Even though I understand the concern about the outrageous ticket prices, the audacious player salaries and the serious health issues surrounding head injuries, 48 years later I still was drawn to the not-so-small screen on Sunday. Not just for Bruno or the commercials. I was in good company with 111.3 million other viewers. Is there anything meaningful to learn from Super Bowl XLVIII, other than what 48 looks like in roman numerals? A few lessons come to mind.

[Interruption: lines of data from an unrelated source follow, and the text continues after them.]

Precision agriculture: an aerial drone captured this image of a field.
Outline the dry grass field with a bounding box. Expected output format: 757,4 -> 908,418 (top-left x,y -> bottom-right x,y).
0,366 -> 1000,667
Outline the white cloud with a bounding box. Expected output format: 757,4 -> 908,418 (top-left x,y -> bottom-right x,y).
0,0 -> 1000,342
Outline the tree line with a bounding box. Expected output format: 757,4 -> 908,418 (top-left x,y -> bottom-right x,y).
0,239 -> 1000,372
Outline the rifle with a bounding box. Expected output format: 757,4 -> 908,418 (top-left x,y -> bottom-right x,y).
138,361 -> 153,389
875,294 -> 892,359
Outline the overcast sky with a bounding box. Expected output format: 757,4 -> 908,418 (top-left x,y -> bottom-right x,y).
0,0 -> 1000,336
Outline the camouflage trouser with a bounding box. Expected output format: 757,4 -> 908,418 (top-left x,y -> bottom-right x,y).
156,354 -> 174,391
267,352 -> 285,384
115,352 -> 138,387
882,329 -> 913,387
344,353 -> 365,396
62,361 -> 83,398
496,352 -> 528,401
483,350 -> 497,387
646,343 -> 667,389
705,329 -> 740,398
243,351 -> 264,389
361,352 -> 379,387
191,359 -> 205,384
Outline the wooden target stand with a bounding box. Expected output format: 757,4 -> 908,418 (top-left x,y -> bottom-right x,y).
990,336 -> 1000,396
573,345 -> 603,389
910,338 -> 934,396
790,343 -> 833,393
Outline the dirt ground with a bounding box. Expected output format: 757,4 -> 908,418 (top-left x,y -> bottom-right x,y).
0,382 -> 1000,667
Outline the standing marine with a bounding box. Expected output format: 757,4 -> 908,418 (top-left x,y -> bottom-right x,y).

The girls had seen Richard Sherman rant his way to fame after the NFC conference championship game. In his Super Bowl pregame interview a more subdued Sherman came across as a level-headed, articulate young man. More important than his appearance however was Sherman’s admission the attack on an opposing team member was uncalled for, something he would take back if he could. There’s no telling if Sherman stemmed the unraveling of his reputation, but he at least owned his behavior, and admitted publicly that his emotional attack was misplaced. Maybe the kids — we all — will learn that it’s important to acknowledge a mistake, and to recognize when we can do better.
The words of the young Seattle quarterback also are a keeper. When Russell Wilson spoke of his deceased father, he mentioned his dad’s recurrent question to his son about greatness. “Why not you, Russ?” his dad used to ask. Both father and son reminded me that it’s OK to encourage our kids to dream big, while taking into account the dedication and effort needed to make the dreams come true.
And finally, what to learn from our home team’s less-than-stellar performance? Perhaps that even the biggest dreamers can have an off day, and that it’s not the down times that must be defining. Coach Landry would advise that “something constructive comes from every defeat.” And the colorful Lombardi would likely quip, “It’s not whether you get knocked down; it’s whether you get up.”
I don’t know if pop could have imagined watching Super Bowl XLVIII on a 72-inch flat screen, or seeing a 37-year-old quarterback become the league’s MVP, but he’d surely agree that we should take the best lessons we can from the game, because we may be learning them for 50 years yet to come.